При расфуфыренной Старой Тортилле были два грозных орудия женского кокетства – зонтик и веерок. С этих предметов все и началось. Стоило нашему судну отойти в море подальше, как капитана приложили по маковке веером, а вся остальная команда начала задыхаться.
Правда, мы грешным делом сперва подумали на копченую сельдь, которую перли в порт Флеш-Рояль через три моря, а добравшись до пункта назначения, с облегчением передали ее купцам, и в последующие трое суток страшный сон о бочке чудовищного продукта, ненароком забытой в трюме, донимал нас всех по ночам.
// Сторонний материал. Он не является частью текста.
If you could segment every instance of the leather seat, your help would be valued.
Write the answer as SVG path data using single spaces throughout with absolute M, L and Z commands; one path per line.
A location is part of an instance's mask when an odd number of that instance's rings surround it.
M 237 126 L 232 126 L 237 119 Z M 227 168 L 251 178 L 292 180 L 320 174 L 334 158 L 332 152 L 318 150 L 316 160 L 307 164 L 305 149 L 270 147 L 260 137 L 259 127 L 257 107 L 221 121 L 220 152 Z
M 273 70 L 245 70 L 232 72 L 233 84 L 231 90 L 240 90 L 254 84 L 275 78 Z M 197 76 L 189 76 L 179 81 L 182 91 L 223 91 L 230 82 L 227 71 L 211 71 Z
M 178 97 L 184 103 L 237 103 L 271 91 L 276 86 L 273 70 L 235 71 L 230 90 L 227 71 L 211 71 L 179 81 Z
Проспавшись, наша команда обнаружила себя высаженной в полном составе на пустынный прибрежный остров. Единственный парус на глади моря принадлежал удаляющемуся «Палермо».
Гуд-бай, Мон-Мон!
Любой читатель, добравшись до этих строк, в лучшем случае засмеялся бы: как может хрупкая женщина вести в одиночку корабль по морям по волнам? Не говоря уже о том, как она ухитрилась перетаскать с палубы на берег столько увесистых мужчин, особенно – боцмана Бочку?
Но Мон-Мон была дама неординарная.
За два месяца до того, ею обожаемый и обожающий ее племянник капитан Грег, со словами: «Нет уж, такая тетя мне не нужна», высадил ее (бодрящий утренний променад по доске) со своей шхуны в озеро, полное крокодилов, в дебрях Африки, куда возил посмотреть на местную живность.
Вынырнув из воды, тетушка приложила к глазам траурный кружевной платочек: «Бедный племяш!» Впрочем, племяннику после столь наглой выходки покойником быть грозило недолго – Мон-Мон отходчива, если ей на пути попадается что-нибудь интересное. Интересного же в крокодильем озере и на берегах, где живут местные племена, культивирующие вуду (это овощ такой) очень много!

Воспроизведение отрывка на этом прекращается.